In mid-February 2018, China updated its list of sensitive areas for outbound investment to include news media and weapons development.

                 
Graphic source: American Enterprise Institute, “Chinese Investments in the US”

 

CFIUS reviews in 2017
At the same time, the US foreign investment regulator, the Committee on Foreign Investment in the US (CFIUS) also increased scrutiny of deals in 2017, and public debate began on reforming the committee to expand its review purview. A decade ago, only 4 percent of cases brought to CFIUS underwent an investigation; in 2017, that number was up to 70 percent, according to Assistant Secretary of the Treasury Heath Tarbert in a recent hearing. Several investment deals were blocked or abandoned this year as a result of CFIUS review, with the most high-profile being the unsuccessful attempt by Alibaba subsidiary Ant Financial to purchase US-owned Moneygram.

Despite an increasingly restrictive environment, in December CFIUS approved Beijing-based Naura Microelectronics Equipment Co Ltd to buy Akrion System LLC, a US semiconductor manufacturing equipment company--possibly the first approval by the Trump administration of a Chinese acquisition of a US technology company.
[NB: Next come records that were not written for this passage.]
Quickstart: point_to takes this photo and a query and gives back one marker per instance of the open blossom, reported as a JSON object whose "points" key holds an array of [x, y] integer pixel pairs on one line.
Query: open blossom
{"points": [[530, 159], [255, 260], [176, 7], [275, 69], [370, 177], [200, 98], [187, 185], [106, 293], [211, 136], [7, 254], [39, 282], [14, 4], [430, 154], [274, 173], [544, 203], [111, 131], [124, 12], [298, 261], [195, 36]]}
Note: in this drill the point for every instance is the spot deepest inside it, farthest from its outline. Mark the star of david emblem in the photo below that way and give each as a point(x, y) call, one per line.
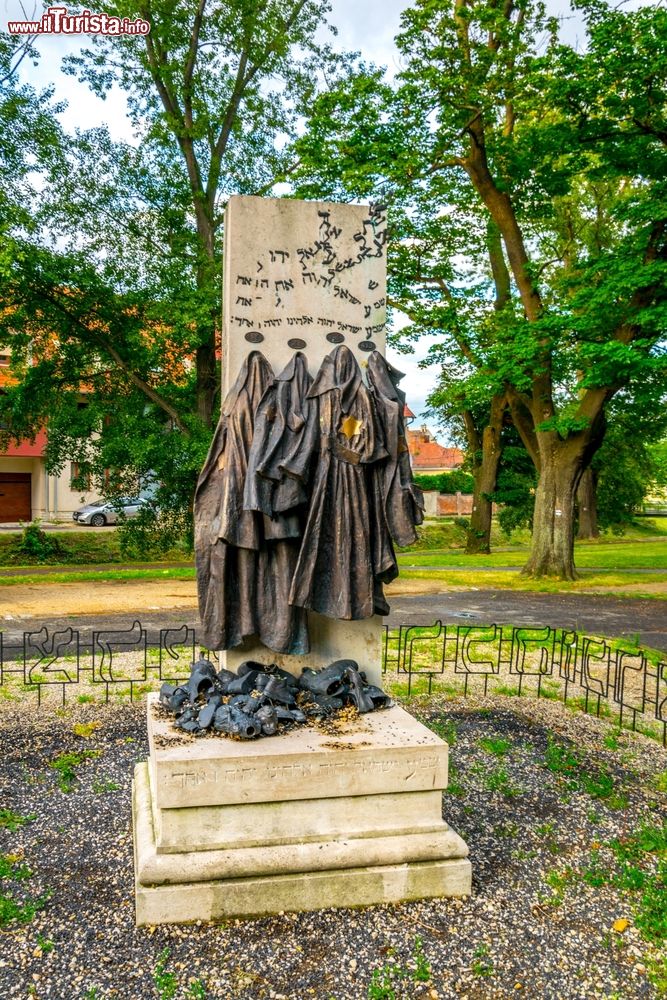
point(350, 426)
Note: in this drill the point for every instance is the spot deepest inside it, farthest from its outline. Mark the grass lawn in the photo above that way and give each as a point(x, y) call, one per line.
point(78, 548)
point(589, 580)
point(624, 555)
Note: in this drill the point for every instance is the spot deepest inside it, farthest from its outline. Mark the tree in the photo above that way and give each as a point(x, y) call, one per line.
point(490, 134)
point(114, 294)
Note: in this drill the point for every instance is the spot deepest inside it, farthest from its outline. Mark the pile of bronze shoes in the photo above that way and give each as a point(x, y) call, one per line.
point(261, 697)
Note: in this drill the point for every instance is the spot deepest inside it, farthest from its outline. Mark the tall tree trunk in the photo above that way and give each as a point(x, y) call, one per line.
point(552, 549)
point(587, 509)
point(486, 450)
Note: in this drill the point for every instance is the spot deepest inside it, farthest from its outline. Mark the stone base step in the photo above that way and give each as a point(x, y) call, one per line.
point(260, 895)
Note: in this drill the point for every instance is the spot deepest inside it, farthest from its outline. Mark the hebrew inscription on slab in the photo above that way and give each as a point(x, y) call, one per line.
point(303, 276)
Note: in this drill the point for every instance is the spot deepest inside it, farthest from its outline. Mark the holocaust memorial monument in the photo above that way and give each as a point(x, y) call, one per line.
point(280, 776)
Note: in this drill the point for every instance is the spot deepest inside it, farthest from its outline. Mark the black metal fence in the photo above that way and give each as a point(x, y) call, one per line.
point(604, 676)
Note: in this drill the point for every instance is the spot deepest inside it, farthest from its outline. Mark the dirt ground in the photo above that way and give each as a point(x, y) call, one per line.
point(91, 597)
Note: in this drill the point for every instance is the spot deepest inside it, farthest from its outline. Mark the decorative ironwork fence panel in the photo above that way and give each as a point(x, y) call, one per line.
point(604, 676)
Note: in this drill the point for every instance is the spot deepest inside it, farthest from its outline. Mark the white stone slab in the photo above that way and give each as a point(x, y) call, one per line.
point(330, 853)
point(301, 270)
point(273, 823)
point(383, 752)
point(261, 896)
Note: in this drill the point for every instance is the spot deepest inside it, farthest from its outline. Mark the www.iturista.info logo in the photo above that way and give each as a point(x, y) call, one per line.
point(57, 21)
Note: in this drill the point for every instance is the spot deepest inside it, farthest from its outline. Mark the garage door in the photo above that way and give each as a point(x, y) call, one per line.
point(15, 496)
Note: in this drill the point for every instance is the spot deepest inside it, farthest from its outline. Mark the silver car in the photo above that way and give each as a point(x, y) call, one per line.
point(101, 512)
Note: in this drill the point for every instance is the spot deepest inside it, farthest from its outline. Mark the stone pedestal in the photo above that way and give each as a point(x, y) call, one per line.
point(299, 821)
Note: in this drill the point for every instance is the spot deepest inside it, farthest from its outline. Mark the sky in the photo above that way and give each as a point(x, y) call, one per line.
point(368, 26)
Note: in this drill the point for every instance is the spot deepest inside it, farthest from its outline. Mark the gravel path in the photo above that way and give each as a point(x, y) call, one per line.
point(536, 926)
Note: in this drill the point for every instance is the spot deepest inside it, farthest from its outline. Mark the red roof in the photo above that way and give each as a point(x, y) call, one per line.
point(426, 453)
point(27, 449)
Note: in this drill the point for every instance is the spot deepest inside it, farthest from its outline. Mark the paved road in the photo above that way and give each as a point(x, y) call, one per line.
point(102, 567)
point(600, 615)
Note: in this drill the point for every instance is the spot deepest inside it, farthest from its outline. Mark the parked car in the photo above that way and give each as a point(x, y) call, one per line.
point(101, 512)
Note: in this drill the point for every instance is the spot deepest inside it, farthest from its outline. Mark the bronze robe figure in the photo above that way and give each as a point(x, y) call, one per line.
point(280, 456)
point(240, 574)
point(334, 574)
point(398, 500)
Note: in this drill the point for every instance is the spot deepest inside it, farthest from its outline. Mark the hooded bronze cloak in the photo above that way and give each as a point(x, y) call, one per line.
point(398, 500)
point(242, 579)
point(283, 444)
point(334, 573)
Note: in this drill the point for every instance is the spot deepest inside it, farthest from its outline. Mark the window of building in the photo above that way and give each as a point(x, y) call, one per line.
point(83, 479)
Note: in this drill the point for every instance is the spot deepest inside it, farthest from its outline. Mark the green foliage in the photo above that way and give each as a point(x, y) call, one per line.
point(12, 869)
point(196, 990)
point(651, 918)
point(446, 482)
point(545, 289)
point(570, 765)
point(495, 745)
point(498, 780)
point(37, 546)
point(482, 963)
point(12, 911)
point(65, 765)
point(45, 944)
point(166, 983)
point(386, 981)
point(115, 334)
point(9, 820)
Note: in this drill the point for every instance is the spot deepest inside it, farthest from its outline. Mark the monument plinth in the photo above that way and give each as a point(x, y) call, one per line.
point(300, 821)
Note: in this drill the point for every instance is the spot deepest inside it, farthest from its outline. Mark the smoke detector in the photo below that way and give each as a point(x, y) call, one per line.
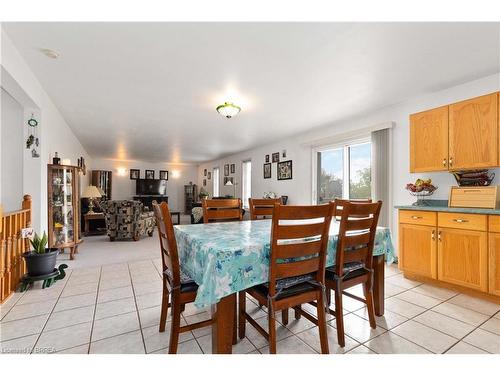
point(50, 53)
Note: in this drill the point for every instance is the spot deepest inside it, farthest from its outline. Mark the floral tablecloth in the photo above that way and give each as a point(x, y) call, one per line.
point(224, 258)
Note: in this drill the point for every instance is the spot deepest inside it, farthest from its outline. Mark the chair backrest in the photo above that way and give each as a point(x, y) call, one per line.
point(356, 238)
point(340, 205)
point(299, 239)
point(222, 210)
point(261, 208)
point(168, 243)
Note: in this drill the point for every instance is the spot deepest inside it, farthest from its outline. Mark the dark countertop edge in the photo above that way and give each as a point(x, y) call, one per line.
point(464, 210)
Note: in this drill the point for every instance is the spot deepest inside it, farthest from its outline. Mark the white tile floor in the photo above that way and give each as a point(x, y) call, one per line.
point(115, 308)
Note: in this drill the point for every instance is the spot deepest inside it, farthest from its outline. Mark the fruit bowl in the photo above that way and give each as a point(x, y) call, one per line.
point(421, 189)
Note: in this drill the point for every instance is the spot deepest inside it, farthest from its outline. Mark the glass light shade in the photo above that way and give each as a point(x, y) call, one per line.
point(91, 192)
point(228, 110)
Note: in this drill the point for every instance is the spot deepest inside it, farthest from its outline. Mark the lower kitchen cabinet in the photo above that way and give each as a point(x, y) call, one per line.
point(494, 262)
point(462, 257)
point(419, 244)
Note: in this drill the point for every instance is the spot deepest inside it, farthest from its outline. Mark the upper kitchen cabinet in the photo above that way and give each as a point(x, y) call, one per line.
point(473, 133)
point(429, 140)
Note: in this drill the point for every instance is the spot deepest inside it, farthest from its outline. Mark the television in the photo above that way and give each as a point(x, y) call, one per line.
point(151, 187)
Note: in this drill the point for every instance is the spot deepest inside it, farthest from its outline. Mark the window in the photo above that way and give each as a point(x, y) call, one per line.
point(215, 182)
point(343, 172)
point(246, 182)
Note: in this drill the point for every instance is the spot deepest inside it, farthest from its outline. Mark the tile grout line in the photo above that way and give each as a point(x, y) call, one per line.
point(474, 330)
point(50, 314)
point(137, 307)
point(423, 312)
point(95, 310)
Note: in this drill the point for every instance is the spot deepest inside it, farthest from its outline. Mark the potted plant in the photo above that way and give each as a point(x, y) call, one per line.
point(41, 260)
point(203, 194)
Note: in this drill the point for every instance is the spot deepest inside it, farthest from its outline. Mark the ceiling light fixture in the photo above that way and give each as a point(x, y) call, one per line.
point(228, 110)
point(50, 53)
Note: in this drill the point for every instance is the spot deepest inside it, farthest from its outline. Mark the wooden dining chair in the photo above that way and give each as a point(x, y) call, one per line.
point(339, 205)
point(354, 259)
point(222, 210)
point(177, 286)
point(262, 208)
point(299, 239)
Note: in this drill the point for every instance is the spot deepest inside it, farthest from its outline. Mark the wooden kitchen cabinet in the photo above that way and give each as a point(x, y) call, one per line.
point(420, 249)
point(462, 257)
point(473, 133)
point(429, 140)
point(494, 264)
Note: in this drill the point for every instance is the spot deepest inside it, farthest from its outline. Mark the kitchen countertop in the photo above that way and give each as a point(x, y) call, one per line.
point(442, 206)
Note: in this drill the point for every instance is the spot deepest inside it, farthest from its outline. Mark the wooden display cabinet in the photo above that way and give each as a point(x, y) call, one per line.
point(63, 207)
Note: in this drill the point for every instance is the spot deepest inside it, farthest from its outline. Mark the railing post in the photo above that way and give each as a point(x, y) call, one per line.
point(26, 205)
point(2, 269)
point(8, 257)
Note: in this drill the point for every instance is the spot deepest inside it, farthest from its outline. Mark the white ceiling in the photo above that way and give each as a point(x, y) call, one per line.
point(148, 91)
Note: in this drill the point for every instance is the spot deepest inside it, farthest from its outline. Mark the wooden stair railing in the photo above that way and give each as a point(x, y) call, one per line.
point(12, 247)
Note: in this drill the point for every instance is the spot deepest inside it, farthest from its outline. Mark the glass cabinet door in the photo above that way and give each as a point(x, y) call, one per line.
point(62, 206)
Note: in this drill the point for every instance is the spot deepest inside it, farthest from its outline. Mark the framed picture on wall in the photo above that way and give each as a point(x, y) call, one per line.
point(164, 175)
point(135, 174)
point(267, 170)
point(285, 170)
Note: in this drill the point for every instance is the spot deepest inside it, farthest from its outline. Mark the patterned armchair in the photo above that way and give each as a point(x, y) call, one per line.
point(127, 219)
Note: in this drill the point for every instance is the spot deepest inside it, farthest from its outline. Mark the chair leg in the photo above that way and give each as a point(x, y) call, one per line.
point(370, 307)
point(175, 323)
point(328, 293)
point(164, 307)
point(322, 324)
point(339, 315)
point(272, 330)
point(284, 316)
point(297, 314)
point(235, 322)
point(242, 300)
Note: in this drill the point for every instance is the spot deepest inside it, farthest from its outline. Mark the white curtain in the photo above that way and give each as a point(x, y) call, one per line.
point(381, 174)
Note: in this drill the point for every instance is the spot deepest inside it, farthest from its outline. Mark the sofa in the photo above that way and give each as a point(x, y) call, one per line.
point(127, 219)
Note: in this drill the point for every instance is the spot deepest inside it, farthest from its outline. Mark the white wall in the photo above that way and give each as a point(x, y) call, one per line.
point(55, 134)
point(299, 149)
point(12, 152)
point(124, 188)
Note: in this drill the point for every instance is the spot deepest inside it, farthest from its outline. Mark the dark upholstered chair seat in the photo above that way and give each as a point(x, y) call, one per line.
point(351, 270)
point(289, 286)
point(187, 284)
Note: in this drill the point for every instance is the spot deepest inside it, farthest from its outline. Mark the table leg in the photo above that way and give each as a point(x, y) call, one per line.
point(223, 324)
point(378, 284)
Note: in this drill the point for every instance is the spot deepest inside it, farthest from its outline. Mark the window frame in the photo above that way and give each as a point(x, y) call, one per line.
point(215, 181)
point(243, 189)
point(345, 146)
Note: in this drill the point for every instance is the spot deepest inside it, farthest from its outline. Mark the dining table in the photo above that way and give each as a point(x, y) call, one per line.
point(228, 257)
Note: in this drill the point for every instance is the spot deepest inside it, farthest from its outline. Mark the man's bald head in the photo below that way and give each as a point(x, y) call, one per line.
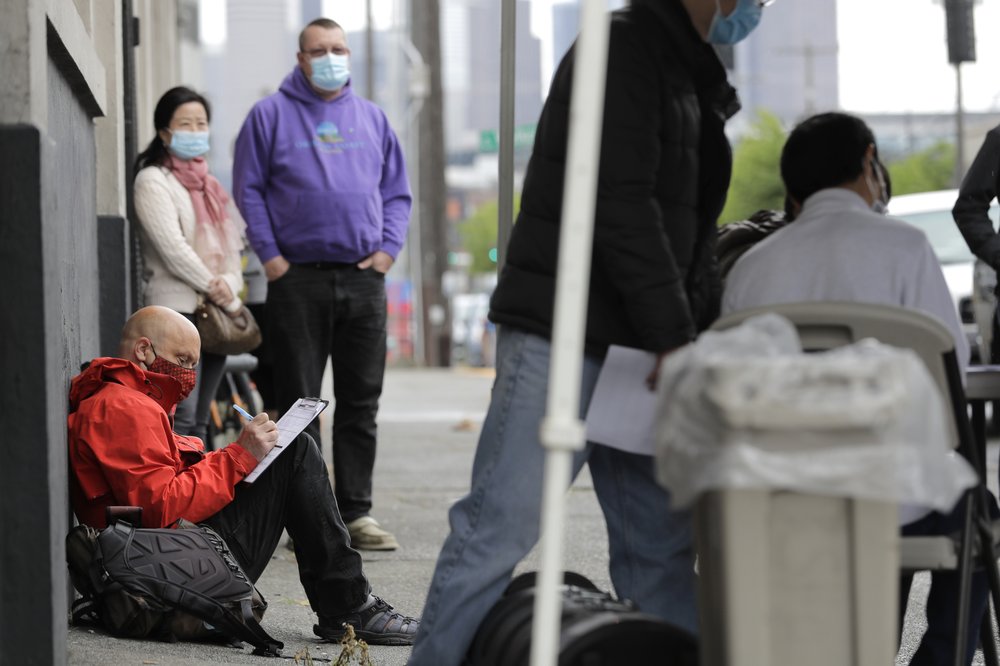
point(156, 330)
Details of CFIUS reviews are confidential, so it is not clear if other transactions may also have been approved in 2017.

Investment review 

Legislation to reform CFIUS was proposed in November, and would include measures to respond to what some lawmakers see as an evolving national security threat posed by certain kinds of investment, particularly from China. The proposed legislation would expand CFIUS’ jurisdiction in various ways, including allowing the committee to review minority investments when the investments involve “critical technology,” which is loosely defined.